Ball gowns are beautiful, but when you really get down to it, its not that a ball gown is inherently more beautiful than a shorter dress, it’s just that we’re not dreaming of shorter dresses as much. Like everything else we get sold on, if we stopped looking at them, we’d get over them (if you’ve ever gone from being a regular reader of fashion magazines to stopping, you’ll know exactly what I’m talking about. It starts to seem way less important. By the way, I recommend doing that). Short dresses can be just as beautiful/badass as ball gowns.
So as far as I can tell, the reason we’re into the big long dress is because of its association with…money. I mean seriously, where else are dresses like this worn? Big celebrity events like the Oscars. Charity balls for rich people. And sure, occasionally, a non-middle class segment of society will hold actual private balls, where everyone is indeed attired in formal long dresses (I’ve seen it at a 21st).
So here’s my concession: if your wedding reception is literally a ball, because that’s the kind of thing you can afford, go ahead and wear a ball gown. All your guests will be in ball attire too. But for rest of us, the vast majority, how about we bring some authenticity to it, and dress along similar lines to how would dress for the kind of party you are giving?
So many budget wedding tips seem to boil down to advice about how to look like you’ve spent more money than you did. Broke-Ass Bride runs a column for brides that are struggling to find wedding dresses they can afford, where she finds less expensive takes on dresses that are expensive, so that you can spend $800 on a dress instead of a few thousand on something similar. Instead of these shenanigans, why not just have an event that’s proportionate to what you can pay for?

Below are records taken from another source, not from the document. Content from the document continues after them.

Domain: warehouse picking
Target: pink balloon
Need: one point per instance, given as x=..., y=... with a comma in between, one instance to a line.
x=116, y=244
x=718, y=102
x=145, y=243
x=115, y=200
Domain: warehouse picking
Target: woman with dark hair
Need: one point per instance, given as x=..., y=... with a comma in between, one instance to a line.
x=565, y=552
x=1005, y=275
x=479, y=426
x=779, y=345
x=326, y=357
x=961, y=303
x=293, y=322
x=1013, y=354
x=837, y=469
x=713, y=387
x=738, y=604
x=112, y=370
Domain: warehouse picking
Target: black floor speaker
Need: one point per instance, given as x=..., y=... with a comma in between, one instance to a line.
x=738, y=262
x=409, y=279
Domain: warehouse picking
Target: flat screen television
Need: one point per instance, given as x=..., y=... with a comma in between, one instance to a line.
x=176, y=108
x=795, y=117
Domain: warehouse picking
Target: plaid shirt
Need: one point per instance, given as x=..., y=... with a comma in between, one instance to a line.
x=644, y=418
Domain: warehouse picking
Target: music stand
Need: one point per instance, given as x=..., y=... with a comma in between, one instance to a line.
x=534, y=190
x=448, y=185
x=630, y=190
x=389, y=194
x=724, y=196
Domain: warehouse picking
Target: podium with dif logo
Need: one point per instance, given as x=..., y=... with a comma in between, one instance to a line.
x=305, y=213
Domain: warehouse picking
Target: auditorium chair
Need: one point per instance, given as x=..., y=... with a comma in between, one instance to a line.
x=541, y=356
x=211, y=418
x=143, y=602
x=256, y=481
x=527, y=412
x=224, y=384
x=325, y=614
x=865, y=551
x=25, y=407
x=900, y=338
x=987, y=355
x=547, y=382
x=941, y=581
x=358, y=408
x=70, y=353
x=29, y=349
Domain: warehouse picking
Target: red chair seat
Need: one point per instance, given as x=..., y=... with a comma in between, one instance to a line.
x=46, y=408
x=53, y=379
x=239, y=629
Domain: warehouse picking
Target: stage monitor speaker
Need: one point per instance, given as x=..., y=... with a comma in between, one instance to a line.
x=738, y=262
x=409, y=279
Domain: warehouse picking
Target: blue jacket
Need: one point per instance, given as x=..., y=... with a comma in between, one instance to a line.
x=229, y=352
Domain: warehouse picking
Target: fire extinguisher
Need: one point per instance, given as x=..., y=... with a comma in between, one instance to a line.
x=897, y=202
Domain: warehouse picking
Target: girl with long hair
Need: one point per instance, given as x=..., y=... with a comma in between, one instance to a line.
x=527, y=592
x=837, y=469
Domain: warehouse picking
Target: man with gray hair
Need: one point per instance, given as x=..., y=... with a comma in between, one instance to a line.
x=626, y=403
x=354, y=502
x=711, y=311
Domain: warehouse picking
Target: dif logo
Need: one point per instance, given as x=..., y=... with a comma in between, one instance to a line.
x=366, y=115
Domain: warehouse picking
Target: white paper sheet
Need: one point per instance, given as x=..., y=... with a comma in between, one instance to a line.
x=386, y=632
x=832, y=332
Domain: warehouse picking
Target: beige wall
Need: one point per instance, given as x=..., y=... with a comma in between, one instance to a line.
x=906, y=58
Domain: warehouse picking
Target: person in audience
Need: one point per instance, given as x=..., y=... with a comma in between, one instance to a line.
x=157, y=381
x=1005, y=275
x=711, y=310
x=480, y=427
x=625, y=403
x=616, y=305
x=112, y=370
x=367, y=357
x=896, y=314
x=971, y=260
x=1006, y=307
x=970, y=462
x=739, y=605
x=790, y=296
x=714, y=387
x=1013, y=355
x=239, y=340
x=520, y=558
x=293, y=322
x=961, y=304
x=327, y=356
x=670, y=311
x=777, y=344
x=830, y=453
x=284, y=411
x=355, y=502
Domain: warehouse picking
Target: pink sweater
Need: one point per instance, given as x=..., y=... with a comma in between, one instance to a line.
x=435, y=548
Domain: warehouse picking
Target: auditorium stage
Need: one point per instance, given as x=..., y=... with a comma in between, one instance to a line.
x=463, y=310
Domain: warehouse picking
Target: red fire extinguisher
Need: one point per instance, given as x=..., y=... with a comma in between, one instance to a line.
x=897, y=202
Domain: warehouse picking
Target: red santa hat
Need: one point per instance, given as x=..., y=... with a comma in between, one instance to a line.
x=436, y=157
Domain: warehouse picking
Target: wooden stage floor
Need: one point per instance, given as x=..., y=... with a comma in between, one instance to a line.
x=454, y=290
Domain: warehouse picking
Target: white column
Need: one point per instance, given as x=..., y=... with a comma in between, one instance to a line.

Then there’s the ritualistic aspect to bridal attire. In all cultures, ritual is used to imbue meaning to things you want to mark as important, and this often takes the form of special attire or decoration. So maybe you’re worried you won’t feel special enough, feel bridal enough without the long formal dress (I kind of feel it’s unfair to grooms though. They’re usually dressed just like all the other men. What special thing do they get? A boutonniere identical to the one their attendant is wearing?).
Well, there’s still plenty you can do to look bridal, that doesn’t involve pretending you’re richer than you are: have flowers in your hair, carry a bouquet, wear white (though dog knows, I’m not giving prescriptions here). And by all means, have your outfit be a bit more special than what you usually wear. Just don’t dress like you’re going to a separate event from all your guests.